- Remote attackers can exploit pre-authentication RCE vulnerabilities in Adobe ColdFusion 2021 to seize control of affected systems.
- Adobe has released security patches to address these vulnerabilities, but attackers are still exploiting them.
- The attack campaign involves multiple stages, including probing, reverse shells, and the deployment of malware.
- Four distinct malware strains have been identified: XMRig Miner, Satan DDoS/Lucifer, RudeMiner, and BillGates/Setag backdoor.
- Users are advised to upgrade their systems promptly and deploy protection mechanisms to thwart ongoing attacks.
Numerous users of both Windows and macOS platforms are currently at risk due to vulnerabilities present in Adobe ColdFusion. This software suite, a popular choice for web application development, recently came under attack as remote attackers discovered and exploited pre-authentication remote code execution (RCE) vulnerabilities.
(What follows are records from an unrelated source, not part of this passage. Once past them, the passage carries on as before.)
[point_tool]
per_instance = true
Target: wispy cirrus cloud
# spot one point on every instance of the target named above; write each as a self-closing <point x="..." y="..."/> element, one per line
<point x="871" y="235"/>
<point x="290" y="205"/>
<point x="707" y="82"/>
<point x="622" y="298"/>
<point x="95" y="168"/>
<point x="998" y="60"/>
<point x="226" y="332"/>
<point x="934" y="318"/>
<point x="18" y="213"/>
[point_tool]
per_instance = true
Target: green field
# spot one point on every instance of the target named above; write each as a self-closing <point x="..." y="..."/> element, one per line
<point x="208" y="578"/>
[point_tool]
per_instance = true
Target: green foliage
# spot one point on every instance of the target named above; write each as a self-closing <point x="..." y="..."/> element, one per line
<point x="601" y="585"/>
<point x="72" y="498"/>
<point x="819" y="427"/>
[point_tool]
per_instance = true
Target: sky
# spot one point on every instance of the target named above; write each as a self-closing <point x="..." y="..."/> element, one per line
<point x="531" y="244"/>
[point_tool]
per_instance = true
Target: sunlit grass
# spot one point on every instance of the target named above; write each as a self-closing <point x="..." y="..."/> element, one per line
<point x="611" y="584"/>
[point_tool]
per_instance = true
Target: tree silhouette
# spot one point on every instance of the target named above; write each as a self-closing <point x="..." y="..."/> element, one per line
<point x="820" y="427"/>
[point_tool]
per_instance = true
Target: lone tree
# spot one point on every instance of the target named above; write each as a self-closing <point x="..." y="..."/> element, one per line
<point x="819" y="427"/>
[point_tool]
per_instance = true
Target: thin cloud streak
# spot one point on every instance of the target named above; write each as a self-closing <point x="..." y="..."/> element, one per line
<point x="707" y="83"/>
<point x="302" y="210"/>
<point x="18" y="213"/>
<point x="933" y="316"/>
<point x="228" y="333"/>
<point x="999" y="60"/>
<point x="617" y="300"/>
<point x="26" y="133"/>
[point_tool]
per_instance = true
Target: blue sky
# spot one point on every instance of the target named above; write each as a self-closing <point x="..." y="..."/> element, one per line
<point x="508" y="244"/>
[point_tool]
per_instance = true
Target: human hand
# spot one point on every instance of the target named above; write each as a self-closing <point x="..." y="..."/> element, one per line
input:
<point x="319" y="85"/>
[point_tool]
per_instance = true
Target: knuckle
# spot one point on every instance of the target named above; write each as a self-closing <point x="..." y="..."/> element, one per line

Such vulnerabilities granted attackers the ability to seize control of affected systems, raising the alarm to a critical severity level.
The crux of these attacks targets the WDDX deserialization process within Adobe ColdFusion 2021. While Adobe responded swiftly with security updates (APSB23-40, APSB23-41, and APSB23-47), FortiGuard Labs observed continued exploitation attempts.
An analysis of the attack patterns uncovered a process executed by the threat actors. They initiated probing activities using tools like “interactsh” to test the exploit’s effectiveness. These activities were observed involving multiple domains including mooo-ngcom, redteamtf, and h4ck4funxyz. The probing phase provided attackers insights into potential vulnerabilities and served as a precursor to more malicious actions.
The attack campaign’s sophistication extended to the utilization of reverse shells. By encoding payloads in Base64, attackers sought to gain unauthorized access to victim systems, enabling remote control.
Notably, the analysis disclosed a multi-pronged approach, including the deployment of various malware variants. Attacks were launched from distinct IP addresses, raising concerns about the campaign’s widespread reach. Malware payloads were encoded in Base64, concealing their true nature until decoded. Researchers identified four distinct malware strains at play: XMRig Miner, Satan DDoS/Lucifer, RudeMiner, and BillGates/Setag backdoor.
The XMRig Miner, primarily associated with Monero cryptocurrency mining, was harnessed to hijack system processing power. By utilizing version 6.20.0, attackers managed to capitalize on compromised systems for their own financial gain.
A hybrid bot combining cryptojacking and distributed denial of service (DDoS) functionalities, Lucifer emerged as a formidable entity. This malware variant showcased not only its mining capabilities but also its adeptness in command and control operations, propagation through vulnerabilities, and sophisticated DDoS attacks.
RudeMiner, connected to Lucifer, carried a DDoS attack legacy from previous campaigns. Its involvement in the ongoing threat landscape demonstrated its persistence and adaptability, marking it as a significant concern.
The BillGates/Setag backdoor, previously associated with Confluence Server vulnerabilities, resurfaced in this context. Its multifaceted capabilities encompassed system hijacking, C2 communication, and diverse attack methods, including SYN, UDP, ICMP, and HTTP-based attacks.
Despite the availability of security patches, the continuous stream of attacks underscores the urgency of action. Users are strongly advised to upgrade their systems promptly and to deploy protection mechanisms including antivirus services, IPS signatures, web filtering, and IP reputation tracking, to thwart ongoing attacks.